More detailed information regarding the nap characteristics (e.g. frequency, duration) was not available, although these aspects could possibly play a role with regard to the nap effect on tinnitus.

A certain overlap in the study population cannot be definitively ruled out, although this may only be a small number of people, as the TRI database contains almost exclusively German tinnitus patients and the Tinnitus Hub Database mainly contains participants from English-speaking countries.

Conclusions

In this retrospective comparative study of two large samples with 9,742 participants, the influence of napping on tinnitus was systematically investigated for the first time. Consistent with previous data, only a minority reported that tinnitus could be influenced by naps, with significantly more in this group reporting a negative than a positive influence on tinnitus.

The influence of napping on tinnitus was associated in both databases with the modulation of tinnitus intensity by night sleep quality, by stress, by somatosensory maneuvers and physical activity. Group TI showed an association with sound sensitivity, hyperacusis and pain, suggesting that taking a nap combined with resting in a calm and quiet environment may improve symptoms. The TW group showed an association with general hypersensitivity to tinnitus, which may be modulated by multiple factors such as distress, sleep, physical activity, noise exposure or somatosensory modulation. Possible underlying mechanisms of nap modulation on tinnitus were discussed but cannot be conclusively clarified.

Although the two groups were recruited very differently, very similar results were found regarding group distribution and the association of other influencing factors. Accordingly, the risk of a sample bias is minimized and the findings can be considered as robust.

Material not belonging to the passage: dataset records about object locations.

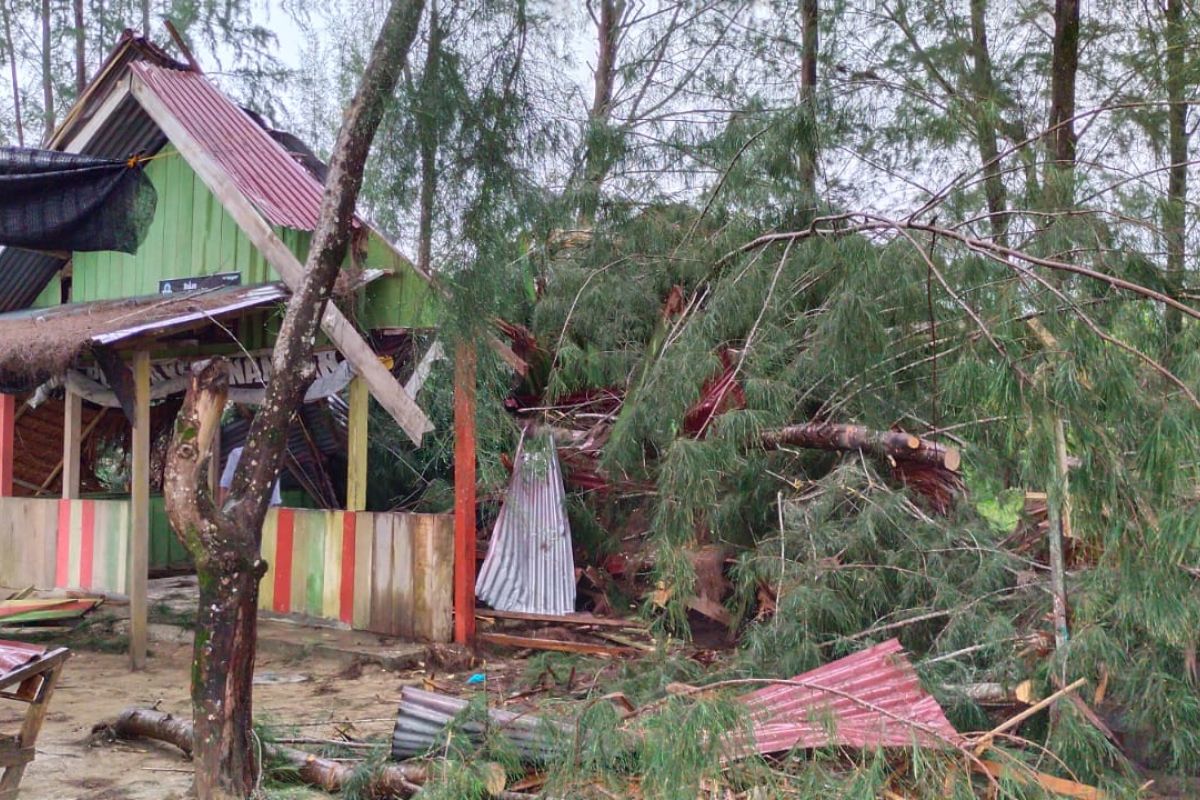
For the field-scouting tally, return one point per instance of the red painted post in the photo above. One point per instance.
(7, 425)
(465, 494)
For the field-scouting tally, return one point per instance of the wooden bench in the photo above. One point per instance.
(35, 674)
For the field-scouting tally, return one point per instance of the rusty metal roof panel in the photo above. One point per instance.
(869, 699)
(529, 566)
(23, 275)
(15, 655)
(207, 306)
(261, 167)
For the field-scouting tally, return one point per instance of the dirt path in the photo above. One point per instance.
(97, 686)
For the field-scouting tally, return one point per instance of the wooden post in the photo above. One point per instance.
(139, 512)
(7, 427)
(357, 446)
(215, 464)
(72, 441)
(465, 494)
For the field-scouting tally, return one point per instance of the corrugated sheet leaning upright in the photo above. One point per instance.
(529, 566)
(868, 699)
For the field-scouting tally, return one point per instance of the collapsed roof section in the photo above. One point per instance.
(108, 121)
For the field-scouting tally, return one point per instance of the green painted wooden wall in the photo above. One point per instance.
(192, 235)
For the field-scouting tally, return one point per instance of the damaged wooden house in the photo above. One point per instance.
(95, 346)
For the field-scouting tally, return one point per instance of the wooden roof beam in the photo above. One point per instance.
(346, 338)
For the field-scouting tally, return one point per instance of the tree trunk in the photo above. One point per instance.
(1060, 194)
(1175, 211)
(12, 67)
(225, 541)
(47, 73)
(891, 444)
(597, 156)
(811, 149)
(427, 137)
(985, 102)
(81, 52)
(394, 780)
(1063, 66)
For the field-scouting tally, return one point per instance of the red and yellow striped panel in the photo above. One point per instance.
(93, 545)
(360, 569)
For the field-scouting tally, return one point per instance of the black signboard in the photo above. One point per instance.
(219, 281)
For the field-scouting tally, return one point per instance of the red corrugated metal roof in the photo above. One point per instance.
(17, 654)
(275, 182)
(869, 699)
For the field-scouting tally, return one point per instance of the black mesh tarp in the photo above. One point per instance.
(64, 202)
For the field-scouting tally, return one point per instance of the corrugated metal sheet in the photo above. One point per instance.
(869, 699)
(529, 565)
(423, 719)
(23, 274)
(15, 655)
(282, 188)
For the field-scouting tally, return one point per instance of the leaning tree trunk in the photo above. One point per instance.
(47, 73)
(225, 541)
(810, 150)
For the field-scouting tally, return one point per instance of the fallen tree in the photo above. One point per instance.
(223, 537)
(394, 780)
(897, 445)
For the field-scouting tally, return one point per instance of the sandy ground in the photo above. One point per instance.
(97, 686)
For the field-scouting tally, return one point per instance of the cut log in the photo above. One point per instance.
(534, 643)
(394, 780)
(891, 444)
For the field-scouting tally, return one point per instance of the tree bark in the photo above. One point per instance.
(225, 541)
(891, 444)
(810, 18)
(1060, 194)
(1063, 67)
(12, 68)
(985, 102)
(47, 73)
(1175, 211)
(395, 780)
(81, 64)
(427, 137)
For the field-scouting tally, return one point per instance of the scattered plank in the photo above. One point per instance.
(567, 619)
(582, 648)
(987, 739)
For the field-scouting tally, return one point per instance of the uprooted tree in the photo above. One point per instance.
(225, 540)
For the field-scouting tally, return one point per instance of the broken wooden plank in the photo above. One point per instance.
(534, 643)
(567, 619)
(340, 330)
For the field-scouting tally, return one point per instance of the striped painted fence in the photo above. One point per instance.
(64, 543)
(385, 572)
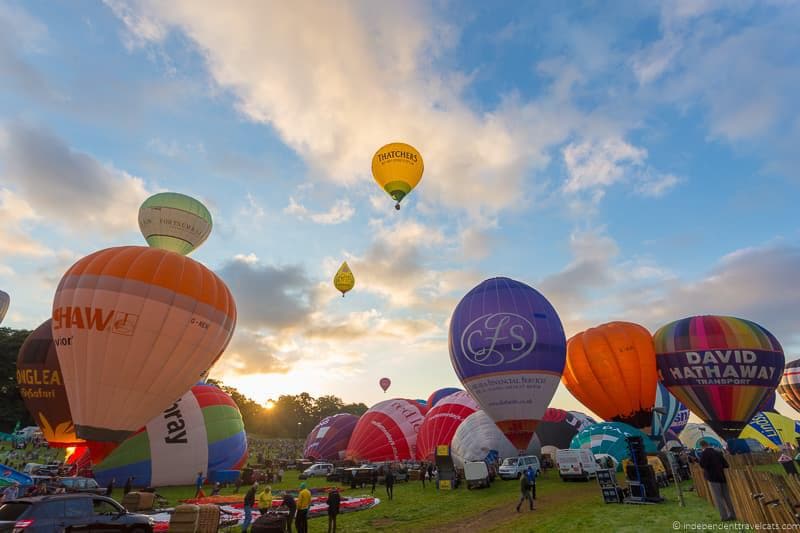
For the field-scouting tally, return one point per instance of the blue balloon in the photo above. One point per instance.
(508, 348)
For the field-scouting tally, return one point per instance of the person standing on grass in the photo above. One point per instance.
(334, 499)
(714, 464)
(303, 505)
(249, 503)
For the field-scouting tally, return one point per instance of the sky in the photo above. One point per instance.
(631, 160)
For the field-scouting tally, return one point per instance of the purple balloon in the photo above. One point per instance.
(508, 348)
(328, 440)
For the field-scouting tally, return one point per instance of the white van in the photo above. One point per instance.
(513, 467)
(317, 470)
(576, 463)
(476, 474)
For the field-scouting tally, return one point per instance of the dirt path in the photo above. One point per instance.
(547, 503)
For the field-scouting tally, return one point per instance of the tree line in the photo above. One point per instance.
(290, 416)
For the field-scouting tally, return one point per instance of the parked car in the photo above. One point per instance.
(576, 463)
(70, 512)
(316, 470)
(513, 467)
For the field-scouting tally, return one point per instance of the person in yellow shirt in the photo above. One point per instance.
(303, 505)
(265, 500)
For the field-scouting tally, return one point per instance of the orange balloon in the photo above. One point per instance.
(134, 329)
(611, 369)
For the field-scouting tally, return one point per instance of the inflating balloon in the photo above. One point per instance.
(175, 222)
(201, 432)
(344, 281)
(478, 438)
(611, 369)
(609, 437)
(558, 427)
(134, 329)
(438, 394)
(665, 410)
(397, 168)
(507, 347)
(41, 385)
(328, 440)
(772, 430)
(789, 387)
(721, 368)
(5, 301)
(441, 422)
(386, 432)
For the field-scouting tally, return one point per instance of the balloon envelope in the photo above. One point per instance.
(721, 368)
(135, 328)
(386, 432)
(441, 422)
(201, 432)
(789, 387)
(611, 369)
(5, 301)
(328, 440)
(175, 222)
(478, 438)
(558, 427)
(609, 437)
(507, 347)
(41, 386)
(397, 168)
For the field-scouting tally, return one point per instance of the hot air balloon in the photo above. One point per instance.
(386, 432)
(344, 281)
(175, 222)
(558, 427)
(681, 419)
(438, 394)
(328, 440)
(692, 434)
(665, 410)
(134, 329)
(478, 438)
(611, 369)
(201, 432)
(789, 387)
(41, 386)
(609, 437)
(772, 430)
(397, 168)
(721, 368)
(507, 347)
(441, 422)
(5, 301)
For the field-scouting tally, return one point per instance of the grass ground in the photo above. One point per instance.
(570, 506)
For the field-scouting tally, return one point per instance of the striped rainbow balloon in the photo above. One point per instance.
(720, 367)
(201, 432)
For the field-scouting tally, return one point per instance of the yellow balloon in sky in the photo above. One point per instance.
(397, 167)
(344, 280)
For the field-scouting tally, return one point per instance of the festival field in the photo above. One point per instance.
(560, 505)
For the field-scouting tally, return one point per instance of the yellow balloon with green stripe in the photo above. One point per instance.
(397, 168)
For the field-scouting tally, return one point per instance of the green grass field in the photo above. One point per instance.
(560, 506)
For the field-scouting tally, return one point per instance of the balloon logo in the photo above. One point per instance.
(611, 369)
(344, 280)
(721, 368)
(789, 387)
(508, 348)
(175, 222)
(397, 168)
(134, 329)
(5, 300)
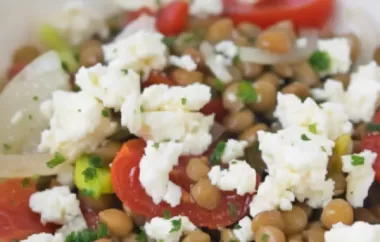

Future studies should use polysomnography to investigate the phenomenon of nap modulation in tinnitus patients to better understand the underlying mechanisms and also the divergent effect. In this context, the potential role of the central serotonin system in modulation should also be investigated, as well as the complex interaction of somatosensory and nap modulation on tinnitus.

Likewise, further research may focus on the potential heterogeneity within each of these groups.